Evaluating $\int_{x=1}^{x=2}\int_{y=0}^{y=x}\frac{1}{(x^2+y^2)^{3/2}}\,\mathrm{d}y\,\mathrm{d}x$ using polar coordinates

Question

$$\int_{x=1}^{x=2}\int_{y=0}^{y=x}\frac{1}{(x^2+y^2)^{3/2}}\,\mathrm{d}y\,\mathrm{d}x$$

Can anyone please help me solve this question through the use of polar coordinates? I tried doing it, replaced $x^2 +y^2 =r^2$ and then plotted the region on $x-y$ coordinates (it was the region bounded by the line $y=x$ and the the lines $x=1$ and $x=2$. The problem is, since the region is not circular, how do I convert the respective limits into polar form? I thought of substituting $y=x$ by $y=r\cos(\theta)$ but if I am to integrate first wrt $r$ then my limits should not contain $r$ right?

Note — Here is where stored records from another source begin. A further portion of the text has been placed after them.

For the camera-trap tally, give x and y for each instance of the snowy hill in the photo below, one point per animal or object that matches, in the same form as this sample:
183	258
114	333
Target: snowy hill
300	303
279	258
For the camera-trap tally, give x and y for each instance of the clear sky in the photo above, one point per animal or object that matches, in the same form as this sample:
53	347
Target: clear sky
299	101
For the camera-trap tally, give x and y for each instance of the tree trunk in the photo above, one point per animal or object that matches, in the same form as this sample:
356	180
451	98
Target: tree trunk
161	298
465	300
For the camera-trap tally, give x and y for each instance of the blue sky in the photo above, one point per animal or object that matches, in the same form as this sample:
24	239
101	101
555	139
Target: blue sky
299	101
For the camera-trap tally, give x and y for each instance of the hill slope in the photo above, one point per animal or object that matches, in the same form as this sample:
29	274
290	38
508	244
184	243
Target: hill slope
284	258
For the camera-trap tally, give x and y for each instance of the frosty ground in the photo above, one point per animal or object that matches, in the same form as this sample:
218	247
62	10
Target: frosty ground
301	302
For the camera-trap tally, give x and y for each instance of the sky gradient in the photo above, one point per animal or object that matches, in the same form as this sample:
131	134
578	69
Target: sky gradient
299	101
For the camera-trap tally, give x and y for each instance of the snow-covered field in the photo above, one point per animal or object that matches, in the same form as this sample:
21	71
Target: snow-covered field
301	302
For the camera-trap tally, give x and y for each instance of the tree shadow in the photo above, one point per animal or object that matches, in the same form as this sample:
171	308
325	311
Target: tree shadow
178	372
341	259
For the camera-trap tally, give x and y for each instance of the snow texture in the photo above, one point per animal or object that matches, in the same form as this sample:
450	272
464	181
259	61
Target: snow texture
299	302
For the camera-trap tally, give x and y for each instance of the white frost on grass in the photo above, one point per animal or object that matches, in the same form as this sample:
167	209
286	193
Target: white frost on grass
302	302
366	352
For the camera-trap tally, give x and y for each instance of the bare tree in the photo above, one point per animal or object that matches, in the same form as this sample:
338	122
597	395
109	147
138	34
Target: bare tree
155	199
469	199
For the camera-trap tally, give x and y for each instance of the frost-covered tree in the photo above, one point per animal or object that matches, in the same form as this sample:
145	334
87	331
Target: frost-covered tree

Can anyone please help solve this?

Many thanks.

Answer 1

The angle goes from $0$ to $\frac{\pi}{4}$.

Upon fixing the angle, let's study how does the radius behave.

Let the lower limit be $r_1$ and upper limit be $r_2$,

then $\cos(\theta) = \frac1{r_1} = \frac{2}{r_2}$

That is $r_1 = \sec\theta$ and $r_2 = 2\sec\theta$.

Answer 2

Try $\theta\in [0,\frac\pi4]$ and $r\in [\frac1{\cos\theta},\frac2{cos\theta}]$, to sweep out the region...

Answer 3

The angle varies from 0 to 45 degrees as y varies from 0 to x.

For the limits of r you can use the fact that r1 cos(theta) = 1 and r2 cos(theta) = 2, for minimum and maximum values of r.